16 Beer and Cider Taps
Monthly Rent: $5711 plus NNN:$991
Indoor Seating: 101
Outdoor Seating: 35 with distancing in place
- Asking Price: $225,000
- Cash Flow: N/A
- Gross Revenue: N/A
- EBITDA: N/A
- FF&E: $300,000
- Inventory: N/A
- Inventory Included: N/A
- Established: 2009
- Property Owned or Leased:N/A
- Property Included:N/A
- Building Square Footage:1,561
- Lot Size:N/A
- Total Number of Employees:2
- Furniture, Fixtures and Equipment:N/A
Two weeks training to be scheduled with Seller after closing.
The company was started in 2009, making the business 13 years old.
The business has 2 employees and is situated in a building with approx. square footage of 1,561 sq ft.
The property is leased by the company for $5,711 per Month
Why is the Current Owner Selling The Business?
There are all sorts of reasons why people choose to sell operating businesses. However, the true factor vs the one they say to you might be 2 absolutely different things. As an example, they may say "I have way too many other responsibilities" or "I am retiring". For many sellers, these reasons stand. But also, for some, these might simply be reasons to try to conceal the reality of changing demographics, increased competitors, recent decrease in revenues, or a variety of various other factors. This is why it is very essential that you not count entirely on a seller's word, yet rather, use the vendor's response combined with your general due diligence. This will paint a more sensible picture of the business's present scenario.
Existing Debts and Future Obligations
If the existing entity is in debt, which lots of businesses are, then you will certainly need to consider this when valuating/preparing your deal. Numerous businesses finance loans with the purpose of covering things like stock, payroll, accounts payable, so on and so forth. Keep in mind that occasionally this can indicate that earnings margins are too small. Lots of businesses fall under a revolving door of taking loans as a way to pay back other loans. Along with debts, there may likewise be future commitments to consider. There may be an outstanding lease on equipment or the building where the business resides. The business may have existing agreements with vendors that should be met or may result in fines if canceled early.

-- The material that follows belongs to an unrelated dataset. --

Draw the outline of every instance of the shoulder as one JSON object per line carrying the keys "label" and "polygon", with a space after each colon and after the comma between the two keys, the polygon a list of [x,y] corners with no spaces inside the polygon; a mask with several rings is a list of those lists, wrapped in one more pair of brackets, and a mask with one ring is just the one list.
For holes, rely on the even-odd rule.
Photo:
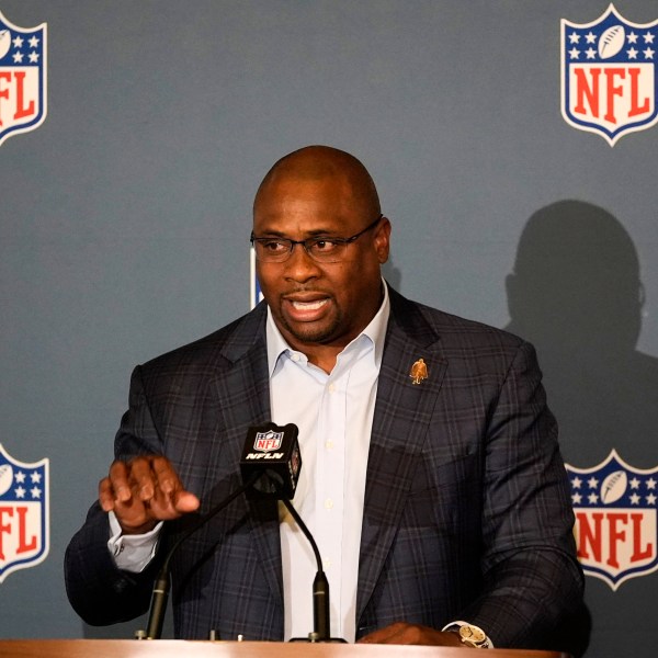
{"label": "shoulder", "polygon": [[515,350],[526,344],[522,338],[503,329],[407,299],[390,288],[389,294],[392,320],[398,328],[410,334],[440,340],[444,348],[498,345]]}
{"label": "shoulder", "polygon": [[256,344],[264,343],[265,318],[266,307],[259,304],[213,333],[147,361],[139,366],[141,376],[207,376],[230,367]]}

Understanding the Customer Base, Competition and Area Demographics
How do companies in the area attract brand-new consumers? Most times, companies have repeat clients, which develop the core of their day-to-day profits. Certain factors such as brand-new competition growing up around the area, roadway construction, and personnel turn over can influence repeat customers and adversely affect future revenues. One essential point to think about is the placement of the business. Is it in an extremely trafficked shopping center, or is it concealed from the highway? Clearly, the more people that see the business on a regular basis, the greater the possibility to construct a returning consumer base. A final thought is the basic area demographics. Is the business located in a largely populated city, or is it located on the outside border of town? Exactly how might the neighborhood average house earnings influence future earnings potential?